I asked her, “If you were choking, would you alert one of your friends at your table so that they could help you or get some help for you?”
She responded, “I don’t know. It would be embarrassing.”
I then asked her, “So you’d potentially risk death to avoid embarrassment?”
She said, “I’d like to think I’d get help, but I don’t know.”
My daughter’s response may sound ludicrous or even vain. However, her response is not that far-fetched when you think about it in a different context.
Many people (adults and children alike) do not necessarily experience a physical choking , but many of us have experienced personal loss or impairment because we didn’t ask for the help we needed.
Think about it this way. Have you ever not gone to the doctor when you had a physical ailment that was causing you pain or immobility? Has your child ever not raised her hand in class to get help for fear of being embarrassed? Have you ever not expressed a need to a spouse or friend for fear of rejection?
I think we all have experienced some form of choking at least temporary paralysis when we did not advocate for what we needed when we needed it. The key is not to get stuck in a pattern in which we do not ask for the help that we need.
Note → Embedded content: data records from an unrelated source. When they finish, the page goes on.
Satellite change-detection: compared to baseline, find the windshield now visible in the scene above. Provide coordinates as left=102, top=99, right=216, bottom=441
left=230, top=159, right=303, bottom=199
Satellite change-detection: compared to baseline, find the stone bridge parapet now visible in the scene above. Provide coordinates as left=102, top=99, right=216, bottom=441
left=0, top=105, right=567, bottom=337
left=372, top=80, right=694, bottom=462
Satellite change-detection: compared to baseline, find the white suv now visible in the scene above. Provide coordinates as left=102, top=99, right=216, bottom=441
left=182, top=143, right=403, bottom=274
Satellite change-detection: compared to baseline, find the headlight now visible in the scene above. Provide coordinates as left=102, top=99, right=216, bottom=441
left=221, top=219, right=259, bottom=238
I tell both of my children, “Smart people ask for help.”
Sometimes we are preoccupied with how we will look to others or what others will think when we ask for help which keeps us in a stuck state. This outward gaze is not helpful.
Instead of thinking about what someone else will think, consider how getting your need met will help you to move forward in reaching your goal and how not getting your need met will contribute to your paralysis.
For example, if you think that you deserve a raise but are afraid to ask for one because of what your boss might say, consider how having more income will contribute to your financial well being and how not even asking for the raise will exacerbate your feelings of fear and insecurity. Not to mention how you may not be able to achieve your financial goals.
We need to treat self-advocacy as the priority that it is. Being able to speak up for ourselves and have our needs met can be a life-or-death situation.
Consider the millions of people who have an undiagnosed mental illness that is robbing them of their quality of life. Many people suffer needlessly because they are in denial, they are afraid that a stigma will be attached to them or they are afraid of how their family and friends will respond. To refer to my earlier story, these people walk around choking at the table of life refusing to ask for help from the people around them.
I encourage you to consider your life. In what areas are you choking instead of asking for the help that you need? Do you even recognize that you need help?